When Johnson looks at tapes of Indianapolis this season, he sees a familiar challenge.
"They've always had a good defense," he said. "Those edge rushers, you got (Robert) Mathis on the edge, and he's made a lot of plays and a lot of sacks. Just making a big disruption. Then you got those safeties back there making a lot of plays, coming downhill and just making plays in the secondary."
LaRon Landry has joined Antoine Bethea in the defensive secondary to give Indianapolis a pair of versatile safeties that are strong against the pass and the run, and Johnson has taken notice.
But he's also been around this rivalry long enough to understand anything can happen — and often does. From the AFC South's inception in 2002 until 2011 no team other than the Colts or Titans won the division title.
When Indianapolis went 2-14 in 2011, it's first victory came at home in Week 14 against Tennessee. Last season, as the Colts' turnaround made them the darlings of the NFL, Indianapolis needed overtime to beat the Titans on the road and a second-half comeback to survive at home.
So Tennessee isn't about to let four losses in its last five games cloud its confidence this time around.

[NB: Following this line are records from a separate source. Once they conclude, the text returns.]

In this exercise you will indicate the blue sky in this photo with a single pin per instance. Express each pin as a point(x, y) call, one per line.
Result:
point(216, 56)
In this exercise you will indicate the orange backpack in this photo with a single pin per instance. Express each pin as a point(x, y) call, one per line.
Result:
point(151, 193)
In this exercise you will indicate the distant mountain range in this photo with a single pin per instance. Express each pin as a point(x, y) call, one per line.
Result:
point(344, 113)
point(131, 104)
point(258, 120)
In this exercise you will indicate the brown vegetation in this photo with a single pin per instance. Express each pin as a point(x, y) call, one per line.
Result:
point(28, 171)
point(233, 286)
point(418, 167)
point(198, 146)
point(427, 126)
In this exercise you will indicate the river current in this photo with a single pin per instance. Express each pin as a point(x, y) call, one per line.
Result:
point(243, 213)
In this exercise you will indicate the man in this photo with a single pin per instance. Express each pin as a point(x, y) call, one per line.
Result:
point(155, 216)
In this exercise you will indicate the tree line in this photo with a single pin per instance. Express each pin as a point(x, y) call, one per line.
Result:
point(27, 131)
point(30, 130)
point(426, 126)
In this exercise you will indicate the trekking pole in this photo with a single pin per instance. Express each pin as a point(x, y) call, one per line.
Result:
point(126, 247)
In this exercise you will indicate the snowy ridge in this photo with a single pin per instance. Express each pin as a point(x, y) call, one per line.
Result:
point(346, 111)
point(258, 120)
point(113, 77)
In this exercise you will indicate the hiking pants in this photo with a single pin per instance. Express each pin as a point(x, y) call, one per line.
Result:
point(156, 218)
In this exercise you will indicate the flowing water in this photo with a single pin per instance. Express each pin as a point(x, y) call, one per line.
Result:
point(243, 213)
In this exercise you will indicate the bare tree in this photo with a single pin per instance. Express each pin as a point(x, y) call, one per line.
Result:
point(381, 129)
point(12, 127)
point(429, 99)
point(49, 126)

After all, a win against the Colts could be just the jump start needed to spark the Titans' own turnaround.
"Any time you play a division game, it's pressure," Johnson said. "It's always going to be a close game. It doesn't matter what the record is because it's a team that you play every year twice a year. Any time it's a game like that, it's always very important. Every game like that is like a playoff game, like a must-win."